本周六(11月24日),台湾选民将首次对10多项议题进行全民公投。可见,瑞士的直接民主制度跨越了半个地球,到达了亚洲。

最后几米最累人,腿像铅一样沉,呼吸急促。最后,立法院尤美女委员终于爬上了山顶。“这里跟台湾很像”,疲惫的尤委员开心地说。

在美丽的秋日,尤委员站在瑞士中部的瑞吉峰(Rigi)上,瑞吉峰素有“山中之王”的美誉。 “台湾也有这样的山,站在山上,你几乎可以俯瞰全岛,”她说道。

在电视直播间

2018年9月23日星期日下午,当瑞士选民进行最近一次的全民公投时,台湾代表团正在攀登瑞吉峰。在此之前,这个由政治家、政府代表、学者和记者组成的代表团在苏黎世火车站参观了一个投票所,然后又参观了现场计票的流程。

(走进直接民主“心脏”:2018年9月23日,台湾代表团参观瑞士电视台的公投直播间)

最后,他们来到了位于苏黎世的瑞士电视台来作客。在那里,他们亲眼目睹,政评人如果分析并评论选举结果。

“我们可以从瑞士学到很多”

三天前,代表团研习了瑞士的民主制度与实践经验。在伯恩,他们参观了联邦大厦。在琉森,他们与在街头巷尾为支持动议,或为反对动议的社会运动人士们谈话。

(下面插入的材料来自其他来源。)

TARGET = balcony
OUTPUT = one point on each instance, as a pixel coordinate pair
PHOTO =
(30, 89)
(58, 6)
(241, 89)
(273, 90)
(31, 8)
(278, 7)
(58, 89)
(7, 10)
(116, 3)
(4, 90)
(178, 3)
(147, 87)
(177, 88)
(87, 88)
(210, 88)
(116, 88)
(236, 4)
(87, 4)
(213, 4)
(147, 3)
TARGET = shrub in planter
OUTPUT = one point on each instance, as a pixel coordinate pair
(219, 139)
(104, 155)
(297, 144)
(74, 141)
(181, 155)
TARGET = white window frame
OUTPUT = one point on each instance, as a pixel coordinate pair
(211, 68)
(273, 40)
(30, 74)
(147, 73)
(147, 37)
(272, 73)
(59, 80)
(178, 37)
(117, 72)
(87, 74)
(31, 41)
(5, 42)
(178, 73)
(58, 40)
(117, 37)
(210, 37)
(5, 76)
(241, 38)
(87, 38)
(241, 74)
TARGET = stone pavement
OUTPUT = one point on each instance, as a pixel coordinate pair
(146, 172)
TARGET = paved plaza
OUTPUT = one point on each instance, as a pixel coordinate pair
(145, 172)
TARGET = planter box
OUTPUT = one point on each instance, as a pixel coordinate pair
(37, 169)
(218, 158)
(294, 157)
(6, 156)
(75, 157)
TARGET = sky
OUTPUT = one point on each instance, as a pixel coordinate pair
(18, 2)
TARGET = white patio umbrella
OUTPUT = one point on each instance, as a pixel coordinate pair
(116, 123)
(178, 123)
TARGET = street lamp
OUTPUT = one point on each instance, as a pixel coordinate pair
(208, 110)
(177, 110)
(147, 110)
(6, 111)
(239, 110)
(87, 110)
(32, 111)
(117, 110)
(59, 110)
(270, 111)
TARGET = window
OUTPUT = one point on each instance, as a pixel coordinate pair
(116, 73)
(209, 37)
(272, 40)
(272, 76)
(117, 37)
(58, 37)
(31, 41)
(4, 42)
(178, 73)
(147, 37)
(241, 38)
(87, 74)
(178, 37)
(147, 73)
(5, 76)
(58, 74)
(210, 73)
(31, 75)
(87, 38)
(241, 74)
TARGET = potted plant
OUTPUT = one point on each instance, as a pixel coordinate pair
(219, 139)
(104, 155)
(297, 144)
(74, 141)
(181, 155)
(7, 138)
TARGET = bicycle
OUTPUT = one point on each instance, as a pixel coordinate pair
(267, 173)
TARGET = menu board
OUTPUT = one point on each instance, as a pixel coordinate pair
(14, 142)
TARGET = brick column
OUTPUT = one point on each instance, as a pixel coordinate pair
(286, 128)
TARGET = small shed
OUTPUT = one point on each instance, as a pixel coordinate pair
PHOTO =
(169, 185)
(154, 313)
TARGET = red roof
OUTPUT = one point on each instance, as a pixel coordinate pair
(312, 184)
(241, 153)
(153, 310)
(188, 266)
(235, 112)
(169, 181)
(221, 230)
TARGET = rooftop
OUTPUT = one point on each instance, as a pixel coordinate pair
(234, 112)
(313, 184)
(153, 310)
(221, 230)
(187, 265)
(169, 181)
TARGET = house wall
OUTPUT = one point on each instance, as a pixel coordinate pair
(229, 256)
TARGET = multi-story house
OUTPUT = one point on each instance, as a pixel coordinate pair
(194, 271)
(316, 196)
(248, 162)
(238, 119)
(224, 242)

“这一切都给我留下了深刻的印象”,中央通讯社总编辑陈正杰说。作为年轻的、充满活力的民主制度,我们可以向瑞士学习很多东西。也许最重要的是,我们要学会做满意的失败者。

瑞士促进亚洲的直接民主制度

本次考察由联邦外交部(EDA)组织并联合资助。“促进民主是宪法赋予我们的使命”,瑞士驻台湾商务办事处处长Rolf Frei说。一路上,他陪伴代表团。“在亚洲,没有一个地区的直接民主制度像台湾这样发达,”他说。

传播经验

对此,瑞士也做出了贡献。自2003年台湾在立法院在通过了《公民投票法》后,瑞士和台湾一直保持着积极的交流。

瑞士向台湾传播民主经验的主要贡献在于降低了公民动议的门槛。从今年开始,在台湾,只要获得28万名选民的支持就可以提出公民动议,这占台湾1900万选民的1.5%。

对比瑞士的情况,在瑞士提出公民动议需要10万个有效连署签名,占选民总数的2%。

迎头赶上

于是,台湾人立刻行动了起来。在过去的几个月时间里,有不少于10个委员会提交了有效的法律动议和复决议案。

这样,选民们可以在11月24日就同性婚姻、核能、食品安全及台湾参加奥运的代表团名称等议题投票。

政治无处不在:办公室里、出租车上、街道上

场景转换:几天前,在台北尤美女委员在立法院组织了“对比台湾和瑞士直接民主制度”的听证会。代表团成员讲述了自己在瑞士的见闻,同时台湾动议委员会的代表也讲述了他们筹备公投的经验。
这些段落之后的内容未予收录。